Organic–inorganic hybrid halide materials have attracted considerable attention due to their tunable structural, optical, and biological properties. However, mixed-halide homopiperazinium-based systems remain insufficiently explored, particularly regarding the relationship between structural disorder, electronic structure, and multifunctional behavior. In this work, a new mixed-halide hybrid salt, homopiperazinium bromochloride (C₅H₁₄N₂)BrCl, was synthesized by slow evaporation and comprehensively investigated using experimental and theoretical approaches. Single-crystal X-ray diffraction analysis reveals a centrosymmetric monoclinic structure (P2₁/n) characterized by occupational disorder of Br⁻ and Cl⁻ anions over equivalent crystallographic sites. The crystal packing is stabilized by an extensive three-dimensional hydrogen-bonding network involving N–H⋯Br/Cl and C–H⋯Br/Cl interactions.
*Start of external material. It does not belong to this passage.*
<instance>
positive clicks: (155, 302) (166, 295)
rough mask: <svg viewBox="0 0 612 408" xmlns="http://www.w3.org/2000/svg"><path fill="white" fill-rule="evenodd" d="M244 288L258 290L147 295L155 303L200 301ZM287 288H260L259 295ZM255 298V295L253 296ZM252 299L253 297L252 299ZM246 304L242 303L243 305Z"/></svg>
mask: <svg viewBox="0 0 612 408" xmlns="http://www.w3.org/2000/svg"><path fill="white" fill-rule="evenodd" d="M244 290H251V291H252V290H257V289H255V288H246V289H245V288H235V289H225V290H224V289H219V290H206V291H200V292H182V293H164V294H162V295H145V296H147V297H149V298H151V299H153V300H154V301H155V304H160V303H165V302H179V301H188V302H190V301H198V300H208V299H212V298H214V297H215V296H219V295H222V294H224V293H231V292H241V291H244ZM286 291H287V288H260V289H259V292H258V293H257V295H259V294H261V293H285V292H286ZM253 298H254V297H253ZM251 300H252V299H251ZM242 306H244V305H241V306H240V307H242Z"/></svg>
Hirshfeld surface analysis confirms that halide–hydrogen contacts dominate the intermolecular interactions. Density functional theory calculations support the experimental structural model and reveal pronounced charge separation between the organic cation and mixed-halide anions. Frontier molecular orbital analysis indicates a wide HOMO–LUMO energy gap of 5.15 eV, consistent with the optical band gap determined experimentally from UV-visible diffuse reflectance and Kubelka–Munk analysis. ELF, NCI, and electrostatic potential analyses further highlight the ionic nature of the organic–inorganic interface and the role of weak non-covalent interactions in structural stabilization. Biological investigations demonstrate enhanced antibacterial, antioxidant, and antidiabetic activities of the mixed-halide salt compared with the parent homopiperazine compound. The combination of structural stability, wide band gap, strong polarity, and promising bioactivity highlights the potential of (C₅H₁₄N₂)BrCl as a multifunctional hybrid material for optoelectronic and biomedical applications.